La mise en œuvre du marketing public dans une collectivité complète les logiques
techniques et gestionnaires déjà en place, ainsi que la logique politique et la logique
citoyenne. Le marketing enrichit la discussion nécessaire avant tout arbitrage des élus
locaux. Le Grand Lyon a cherché, dans sa démarche, à améliorer ses prestations en
s’intéressant à la notion de bénéficiaires. La communauté urbaine l’a par la suite
généralisé, parallèlement à la diffusion en interne d’une « culture des choix », en évaluant
les projets en fonction de leur contribution à l’atteinte des objectifs de politiques publiques.
Ces dernières ont été formalisées dans le cadre d’un plan de mandat. Une équipe de
marketing stratégique, qui rapporte directement au directeur général, a été mise en place.
Son objectif est que chacune des politiques réponde aux justes attentes des bénéficiaires,
sans chercher nécessairement à améliorer la qualité de manière constante.
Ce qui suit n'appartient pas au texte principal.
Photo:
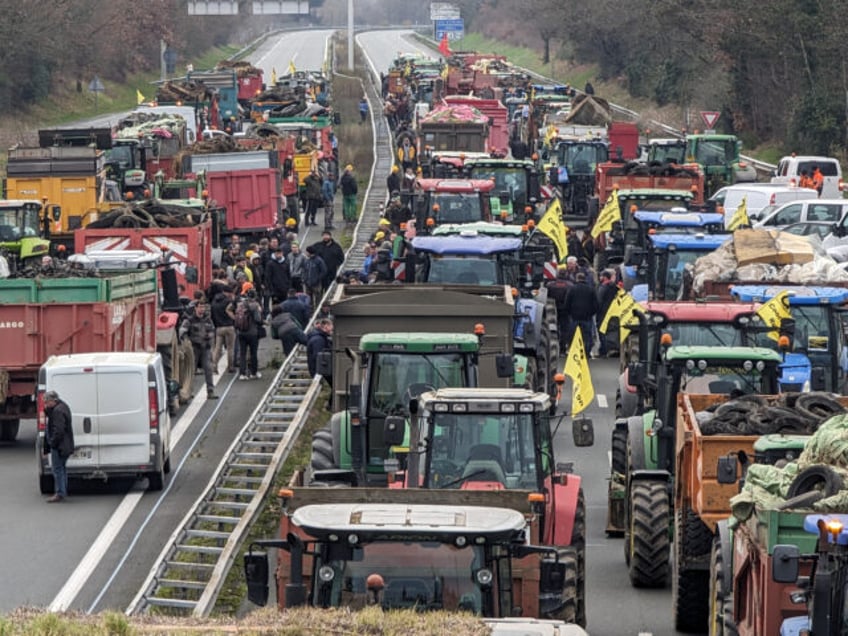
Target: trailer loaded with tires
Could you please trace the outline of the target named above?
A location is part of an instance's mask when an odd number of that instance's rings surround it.
[[[820,536],[809,515],[848,509],[848,398],[795,395],[794,404],[768,400],[771,417],[756,415],[747,405],[725,407],[736,411],[731,417],[740,423],[771,420],[786,434],[754,437],[752,453],[740,452],[741,444],[736,451],[717,453],[718,487],[730,486],[738,494],[729,500],[729,517],[714,524],[707,595],[711,634],[844,633],[839,625],[835,631],[809,631],[807,617],[808,611],[820,616],[827,610],[823,596],[830,598],[838,584],[825,556],[817,554]],[[715,439],[729,440],[721,419]],[[709,430],[709,422],[702,423],[702,431],[705,426]],[[841,526],[834,543],[840,533]],[[792,561],[794,576],[786,576]],[[833,598],[843,595],[838,587]]]

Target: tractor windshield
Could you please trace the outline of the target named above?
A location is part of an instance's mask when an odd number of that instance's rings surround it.
[[[430,205],[439,206],[438,212],[434,213],[436,225],[488,220],[480,206],[480,195],[477,193],[435,192],[431,197]]]
[[[421,468],[425,487],[468,488],[481,481],[498,482],[510,489],[538,487],[535,417],[546,416],[434,413],[422,431],[422,439],[428,440]],[[547,427],[547,422],[543,426]]]
[[[26,236],[38,236],[40,209],[37,203],[0,208],[0,241],[19,241]]]
[[[472,179],[494,179],[493,196],[508,192],[510,201],[523,203],[527,200],[527,173],[522,168],[474,166],[471,168],[470,177]]]
[[[679,230],[680,228],[676,228]],[[661,300],[687,300],[686,293],[690,290],[684,289],[684,272],[686,266],[690,263],[694,267],[694,263],[706,252],[704,250],[687,250],[678,248],[674,252],[669,252],[668,263],[666,267],[657,268],[659,271],[651,272],[654,275],[661,276],[658,285],[654,288],[655,298]],[[681,344],[696,344],[687,340],[675,340]],[[729,344],[729,343],[728,343]]]
[[[736,159],[736,142],[732,139],[704,141],[695,148],[695,161],[704,166],[726,166]]]
[[[492,258],[430,255],[427,268],[428,283],[459,283],[465,285],[497,285],[497,261]],[[505,284],[505,283],[504,283]]]
[[[484,550],[435,541],[397,541],[365,544],[361,555],[351,561],[325,562],[319,556],[312,579],[314,597],[328,607],[379,605],[479,615],[489,605],[489,594],[474,581],[474,572],[486,566]],[[383,588],[369,590],[368,578],[373,580],[375,574],[382,578]],[[497,589],[495,581],[492,588]]]
[[[672,342],[692,347],[745,346],[742,332],[729,322],[671,322],[663,330]]]
[[[466,359],[461,353],[377,353],[371,374],[371,413],[403,415],[412,385],[429,389],[465,385]]]
[[[751,366],[750,370],[743,367]],[[742,360],[686,360],[680,378],[680,391],[684,393],[770,393],[763,362]]]
[[[566,143],[559,147],[559,165],[569,174],[594,175],[595,168],[608,158],[606,146],[601,144]]]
Le marketing stratégique a été utilisé pour la politique de la propreté, dont l’objectif est
aujourd’hui l’amélioration du cadre de vie en collaboration avec les usagers, alors qu’il
s’agissait autrefois d’améliorer le circuit des balayeuses. Le marketing a également été
utilisé pour évaluer les prestations de services internes des fonctions supports de la
communauté urbaine.
V.
Evaluer pour définir les frontières de l’action publique locale
(Jean-Gabriel MADINIER)
L’évaluation des politiques publiques revient à émettre un jugement de valeur et des
recommandations sur les résultats, les impacts et la cohérence de la politique au regard
des objectifs prédéfinis. Elle reste limitée en France dans les services publics, et en
particulier dans les communes ou les intercommunalités. Les régions ont uniquement mis
en place des évaluations de type technique liées à l’utilisation de fonds européens.
L’évaluation conduit à réinterroger les services publics et les modes de production. Elle
est un outil d’objectivation et aide à sortir d’un schéma de services publics conditionnés
par l’offre existante. Elle donne un sens à l’action administrative, car elle conduit à
s’interroger sur les finalités de cette dernière. L’évaluation peut être également un facteur
de déstabilisation, car elle remet en cause la place des élus et interroge le rôle de
l’exécutif et l’opportunité des politiques de long terme.